By these or just about any other measures, Republican states are failing to meet the basic needs of their residents. Among unvaccinated Americans, infection rates are climbing. More will get sick in those places, and some will die. Republicans are unwilling or incapable of meeting the challenge.
The simple question is why?
As Reason Magazine’s Peter Suderman wrote recently for the New York Times, the GOP “no longer has a cognizable theory of government.” They claim to be economic populists but oppose raising any taxes on the rich and corporations, decry union organizing and attempt to repeal the Affordable Care Act. “Freedom” used to be a central theme, but they are on a crusade to criminalize abortion and compel unwilling women to endure nine months of pregnancy — even in cases of rape or incest. They are also in favor of ordering teachers not to teach unfavorable facts about America.
One might wonder from time to time why Republicans even bother running for election. Because they have so little interest in governing (other than in protecting tax cuts for the rich, shielding the gun lobby from reasonable regulation and dictating women’s reproductive choices), they might as well take on the role of social media trolls and right-wing media guests full-time.
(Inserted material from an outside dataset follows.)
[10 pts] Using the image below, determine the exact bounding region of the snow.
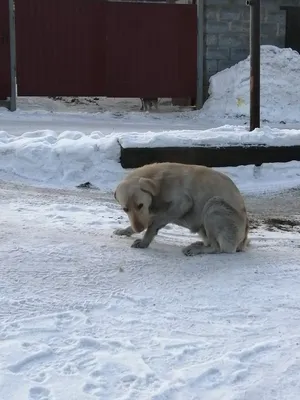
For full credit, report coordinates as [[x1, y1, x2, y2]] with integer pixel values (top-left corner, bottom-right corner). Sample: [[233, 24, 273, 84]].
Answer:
[[0, 183, 300, 400], [202, 45, 300, 122], [0, 49, 300, 400], [0, 122, 300, 191]]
There is one simple reason why they run:
In truth, a great many Republicans simply like to be “important people” with the perks of holding office. It seems the notion of finding other work causes them to break out in a cold sweat, so they adopt insane MAGA positions so as not to offend the mob they helped rile up. Certainly, there are true believers who believe Trumpian rubbish and take right-wing TV hosts’ conspiracies as gospel, but they are a distinct minority. Time and again, we hear from Republican dissenters that most of their colleagues do not really believe the MAGA party lies; what they believe in is the necessity of their own reelection.
They are the incarnation of Lord Acton's axiom: power corrupts and absolute power corrupts absolutely.